Mr Jonathan Moffe, counsel for Wales Air Ambulance charity, said: “If recommendation one is implemented, the air ambulance will get to more patients, particularly in mid and north Wales, and save more lives. If it is not there will be people that cannot be reached and lives will be lost.”
Mr Moffe said generally the charity did not interfere in the decision-making process but it became increasingly concerned about delays. He said there were calls to people not to donate to the charity and staff had been subject to abuse.
“The charity’s key concern was about saving lives and it was also concerned about protecting the charity and its ability to raise funds because they fund two thirds of its costs. The concern about generating funding is again a concern about providing the service that saves lives,” Mr Moffe said.
He said delaying the decision would have delayed preparatory work in establishing a new base and he said the charity is now coming very close to having to take irrevocable steps for preparing the new base and closing Welshpool and Caernarfon bases, which would be costly to reverse.
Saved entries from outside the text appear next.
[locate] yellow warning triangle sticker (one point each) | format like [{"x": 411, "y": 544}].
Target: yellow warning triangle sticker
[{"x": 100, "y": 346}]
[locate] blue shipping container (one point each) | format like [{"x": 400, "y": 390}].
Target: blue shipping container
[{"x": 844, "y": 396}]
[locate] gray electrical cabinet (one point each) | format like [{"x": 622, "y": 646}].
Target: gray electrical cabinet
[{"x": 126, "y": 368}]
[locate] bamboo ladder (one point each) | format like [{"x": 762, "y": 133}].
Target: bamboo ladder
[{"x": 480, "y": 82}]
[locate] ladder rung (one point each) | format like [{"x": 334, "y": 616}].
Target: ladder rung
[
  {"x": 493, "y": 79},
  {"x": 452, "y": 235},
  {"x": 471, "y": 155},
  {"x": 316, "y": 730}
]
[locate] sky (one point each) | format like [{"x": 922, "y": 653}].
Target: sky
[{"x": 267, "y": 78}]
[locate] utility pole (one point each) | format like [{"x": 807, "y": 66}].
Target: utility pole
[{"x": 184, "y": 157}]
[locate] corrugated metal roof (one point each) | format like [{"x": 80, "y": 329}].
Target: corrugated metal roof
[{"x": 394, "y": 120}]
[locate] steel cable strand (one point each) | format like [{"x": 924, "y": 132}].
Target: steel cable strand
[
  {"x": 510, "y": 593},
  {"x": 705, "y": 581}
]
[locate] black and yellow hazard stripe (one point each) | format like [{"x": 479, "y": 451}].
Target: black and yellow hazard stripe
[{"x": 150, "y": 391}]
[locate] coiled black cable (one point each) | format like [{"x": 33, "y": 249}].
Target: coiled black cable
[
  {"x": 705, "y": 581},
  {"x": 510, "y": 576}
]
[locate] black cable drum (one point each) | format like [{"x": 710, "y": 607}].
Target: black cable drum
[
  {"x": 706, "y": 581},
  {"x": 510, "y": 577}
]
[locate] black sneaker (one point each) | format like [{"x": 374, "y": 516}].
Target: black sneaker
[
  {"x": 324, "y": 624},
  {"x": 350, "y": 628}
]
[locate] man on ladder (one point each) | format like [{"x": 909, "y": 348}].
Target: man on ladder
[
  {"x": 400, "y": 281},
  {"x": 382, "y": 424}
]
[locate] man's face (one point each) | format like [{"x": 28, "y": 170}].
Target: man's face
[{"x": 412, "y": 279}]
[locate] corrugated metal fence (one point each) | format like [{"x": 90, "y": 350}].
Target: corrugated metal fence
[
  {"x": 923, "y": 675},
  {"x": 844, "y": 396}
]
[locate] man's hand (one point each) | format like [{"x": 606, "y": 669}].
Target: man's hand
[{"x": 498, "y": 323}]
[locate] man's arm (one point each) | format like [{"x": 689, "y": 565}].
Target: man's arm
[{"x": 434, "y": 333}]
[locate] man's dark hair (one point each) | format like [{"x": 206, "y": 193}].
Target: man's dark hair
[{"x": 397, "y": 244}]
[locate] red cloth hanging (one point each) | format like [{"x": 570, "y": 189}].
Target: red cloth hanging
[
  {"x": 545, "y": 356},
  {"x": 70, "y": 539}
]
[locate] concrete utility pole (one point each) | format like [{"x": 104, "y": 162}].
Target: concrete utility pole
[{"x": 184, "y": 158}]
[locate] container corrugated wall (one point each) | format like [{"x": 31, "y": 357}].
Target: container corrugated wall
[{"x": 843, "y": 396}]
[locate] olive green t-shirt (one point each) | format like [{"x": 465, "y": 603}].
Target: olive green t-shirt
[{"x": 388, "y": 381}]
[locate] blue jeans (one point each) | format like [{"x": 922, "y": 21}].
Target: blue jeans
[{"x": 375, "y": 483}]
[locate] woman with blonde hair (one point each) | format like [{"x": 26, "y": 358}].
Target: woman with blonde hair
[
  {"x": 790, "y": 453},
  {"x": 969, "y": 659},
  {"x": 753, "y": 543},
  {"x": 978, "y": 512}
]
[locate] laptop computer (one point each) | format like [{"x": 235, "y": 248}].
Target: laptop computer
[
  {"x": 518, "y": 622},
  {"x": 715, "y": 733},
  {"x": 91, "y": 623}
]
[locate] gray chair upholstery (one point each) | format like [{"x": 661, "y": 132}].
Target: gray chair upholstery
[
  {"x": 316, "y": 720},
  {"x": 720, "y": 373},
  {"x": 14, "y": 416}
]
Mr Moffe said: “In essence, the delays cost lives.”
Ms Joanne Clements KC for the claimants responded to the defence’s claims, covering the timing of key decisions to close the base, that there were no statements in the documents from EMERTS staff although their mixed views of the proposals were broadly covered, there was not enough information about the bespoke rapid response service.
She said the defence’s claim that it was not available because it’s a service still being developed was irrational.
Ms Clements said: “The campaign group would be horrified that the consultation document is as flawed as it obviously was.”
She said the JCC had ‘rushed through the third consultation when it suited them but now they say a fresh consultation would take six to nine months'.
“They are months behind in deciding what recommendation four will consist of and they said they would not implement recommendation one, the closure of the bases and the move to Rhuddlan, until recommendation four was ready. They have said there will be a 12-week consultation on recommendation four anyway,” she added, saying any delays were down to the defendants themselves.